Running While Flying (or maximizing layovers)
I am sure I am not the only traveler/runner that has had a travel day on a day that they really needed to get a run in. Maybe, you need to get a 6 miler in, or maybe you needed to do a particular workout, but flying is getting in your way. Your flight leaves at 6AM, you are 40 minutes from the airport, it is the busiest time of the day at the airport, so you are getting up at 3AM and your busy day will not end until 11PM that night (this is exactly what I have had happen a few times). What do you do? You do not want to just write-off the day for your running schedule but you know that getting on the hotel treadmill that night just before midnight is going to be terrible. Here are some tips that might help you with running while flying.
The Layover Is Your Friend
I can’t tell you the times that I have had layovers in excess of 4 hours or there was a mechanical delay or weather delay that caused you to have a longer layover than originally planned. While these may seem an inconvenience, there is a way to turn these inconveniences into a training opportunity. With that type of outlook, you are sure to be looking for a chance on a future trip to spend some more time in an airport (or not!).
In the Airport
Thousands of people a day are running through airports. They are racing to catch their flights, racing to make up for a late flight to meet a ride, racing for the bathroom, whatever. None of them are running for the purpose of running. Airports make for a difficult place to run well – all you have to do is watch the late traveler weave through the crowds of people only to be stopped in their tracks by a people-mover.
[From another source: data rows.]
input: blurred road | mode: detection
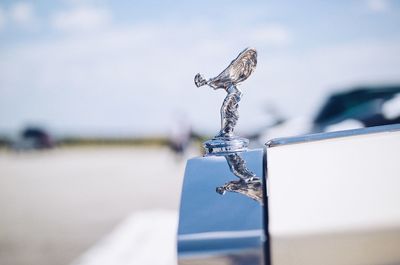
[0,147,190,265]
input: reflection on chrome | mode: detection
[194,48,257,154]
[216,153,263,205]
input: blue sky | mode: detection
[0,0,400,135]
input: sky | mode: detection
[0,0,400,136]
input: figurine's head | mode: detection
[194,48,257,90]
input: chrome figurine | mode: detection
[216,153,263,205]
[194,48,257,154]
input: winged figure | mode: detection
[194,48,257,139]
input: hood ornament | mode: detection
[194,48,257,155]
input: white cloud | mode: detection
[10,2,35,27]
[250,24,292,46]
[367,0,389,12]
[52,6,111,31]
[0,19,400,134]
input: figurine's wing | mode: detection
[207,48,257,89]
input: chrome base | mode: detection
[203,136,249,155]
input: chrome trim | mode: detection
[265,124,400,148]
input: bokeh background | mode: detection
[0,0,400,265]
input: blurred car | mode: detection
[12,127,55,151]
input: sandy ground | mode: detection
[0,147,192,265]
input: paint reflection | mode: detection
[216,153,263,205]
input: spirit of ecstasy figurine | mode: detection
[194,48,263,204]
[194,48,257,155]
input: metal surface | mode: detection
[217,153,263,204]
[178,149,265,265]
[265,121,400,148]
[266,125,400,265]
[194,48,257,154]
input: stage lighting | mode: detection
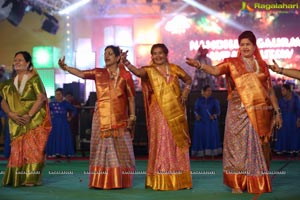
[2,0,27,26]
[42,14,59,35]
However, there are some great places to run in airports. I have done this a few times and it can work well. The large airports, like Atlanta-Hartsfield, have walkways (not the moving walkways but the paths) connecting the terminals and concourses. These walkways are normally not that crowded since there are trains that travel along the same route and most people are not wanting to go from a terminal on one end of the airport to the other on foot. The lack of clutter makes for a wonderful area to run.
In the case of Atlanta-Hartsfield, the walkway area between concourses is 1 mile long. If you go back and forth 3 times, you can get a nice 6 miler in during a layover no problem! Minneapolis/St. Paul Airport has a 1.4 mile loop at the intersection of C and D terminal Other airports that offer walkways that will work to run on are Chicago O’Hare, Detroit, LAX, and Denver just to name a few. Next time you are in a large airport, check between the terminals for places to get your run in.
Storing your gear and changing
Ask at your airport if there any storage lockers available. Many airports have them for a small fee. If not, you can take advantage of airport lounges. If you have lounge memberships for Delta, American Airlines, US Airways, or United, you can take advantage of a place to store your bags (most clubs have places to put your bags when you walk in) and clean up.
Gear to have
You may not know what the distance is at the various airports and you may need to know your paces. If you do, you will need to have a foot pod to accurately give you that data. Garmin and Polar have foot pods that will sync with their watches. In addition, the Nike+ platform will also work with that. Besides getting a run in, a controlled environment like an airport might be a really nice place to work on your strides and other legwork. Something like the Polar system will be a nice tool for that.
In/Out of the Airport
Most of the large airports have airport hotels that are either located right in the airport or just outside of the airport. Many of these airports will let you use their fitness centers for a fee ranging from $5 – $30. Depending on the type of workout you are needing to have accomplished, this can be very worth the money. Some hotels may offer you complimentary usage depending on your elite status with the hotel chain. The nice part about these hotels is that they are normally built for business guests. Because of that, the equipment is normally very nice. When a hotel charges for their fitness center to non-guests, there is a certain expectation for high-level equipment so you can expect some good stuff. Here is a list of the best airport gyms from Men’s Fitness.
When you are running in airport hotel fitness centers, you get a nice place to change and freshen up, a place to store your bags securely, a variety of fitness equipment, and, in many cases, a pool to cool off in. For a list of gyms in/near airports, check out this website.
Out of the Airport
Many large airports have easy road access to the main roads near their cities. One such airport is Los Angeles International Airport. I have run from the airport before to the water with some great streets and sights along the way. Places like this give you a great way to check out the area outside of airports and let you see parts of a city that you might never see otherwise.
Another option for longer layovers is to rent a car or take a taxi to some nice roads away from the airport. I have rented cars many times to get away for a run. The nice part about that is you again get a place to store your bags and you have a way to get to some of the most scenic areas around the city. Probably the best part is being able to sample the area’s food after your hard workout :). I love In-N-Out burgers so going this route in California is always a great way to kill many birds with one stone.
There you go! Now you can look at your next trip and long layover(s) without dread and realize you can do some running while flying!